Characterizing the fluorescence of single chiral molecules in the near field of gold nanoparticles.

There is considerable interest in increasing the sensitivity of chiral sensing because the intrinsic chirality of biomolecules is an indicator of structural and functional integrity. Single-molecule localization microscopy techniques detect the fluorescence of one molecule at a time and can therefore be leveraged to effectively conduct fluorescence-detected circular dichroism (FDCD) at the single-molecule level. The low differential absorption cross sections of individual molecules yield low signal-to-noise readouts, so we need to reshape the near-field electromagnetic field to enhance the difference between the absorbance of right-handed and left-handed light. Plasmonic Au nanoparticles act as antennas to focus incident plane waves and can be used to engineer optimal fields.
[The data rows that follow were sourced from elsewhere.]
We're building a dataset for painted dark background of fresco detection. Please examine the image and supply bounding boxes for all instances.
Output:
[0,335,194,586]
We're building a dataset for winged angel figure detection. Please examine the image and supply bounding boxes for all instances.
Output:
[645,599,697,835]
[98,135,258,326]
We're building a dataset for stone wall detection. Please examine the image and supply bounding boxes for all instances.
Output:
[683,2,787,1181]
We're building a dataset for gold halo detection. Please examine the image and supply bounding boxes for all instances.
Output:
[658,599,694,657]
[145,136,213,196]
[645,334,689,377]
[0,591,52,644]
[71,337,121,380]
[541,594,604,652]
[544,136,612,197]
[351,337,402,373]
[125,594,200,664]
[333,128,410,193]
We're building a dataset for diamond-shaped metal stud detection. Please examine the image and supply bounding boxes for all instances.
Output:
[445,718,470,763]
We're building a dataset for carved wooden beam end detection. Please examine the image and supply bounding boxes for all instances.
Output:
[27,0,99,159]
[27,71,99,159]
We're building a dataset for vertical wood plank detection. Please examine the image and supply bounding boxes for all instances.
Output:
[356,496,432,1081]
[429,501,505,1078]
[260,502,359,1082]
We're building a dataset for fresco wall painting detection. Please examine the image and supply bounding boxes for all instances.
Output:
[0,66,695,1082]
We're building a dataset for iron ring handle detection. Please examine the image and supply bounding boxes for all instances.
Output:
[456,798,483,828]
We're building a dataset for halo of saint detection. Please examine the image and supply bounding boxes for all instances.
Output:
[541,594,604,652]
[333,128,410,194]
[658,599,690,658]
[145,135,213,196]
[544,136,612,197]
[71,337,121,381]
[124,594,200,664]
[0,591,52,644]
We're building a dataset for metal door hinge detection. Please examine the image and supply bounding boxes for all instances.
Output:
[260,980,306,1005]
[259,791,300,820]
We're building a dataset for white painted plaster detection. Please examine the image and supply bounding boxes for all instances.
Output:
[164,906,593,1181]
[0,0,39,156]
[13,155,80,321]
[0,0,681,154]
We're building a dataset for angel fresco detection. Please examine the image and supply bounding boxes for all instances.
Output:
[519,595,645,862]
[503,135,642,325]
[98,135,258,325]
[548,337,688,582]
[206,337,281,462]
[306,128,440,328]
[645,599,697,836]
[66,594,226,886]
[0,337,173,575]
However, due to the coupling of the molecular transition dipole and the electric dipole of the particle, the emission intensity does not only depend on absorption cross sections. Moreover, the emission pattern is strongly influenced by the engineered electromagnetic near field and the symmetry breaking results in emission mislocalization. Overall, for plasmon-enhanced FDCD to be a single-molecule chiral-sensing technique, the effect of Au nanoparticles on the fluorescence of a nearby chiral molecule must be characterized. In this talk, I will discuss the intensity and localization distributions of single-molecule fluorescence near plasmonic Au nanoparticle substrates. By varying the geometry of the substrate, the polarization of the incident beam, and the inherent chirality of the fluorescent dye while monitoring competing processes such as photo-bleaching and quenching, I will report on the shift between fluorescence intensity and localization of chiral and achiral molecules. The results, complemented with full-field electromagnetic simulations, will inform the feasibility of FDCD of single biomolecules.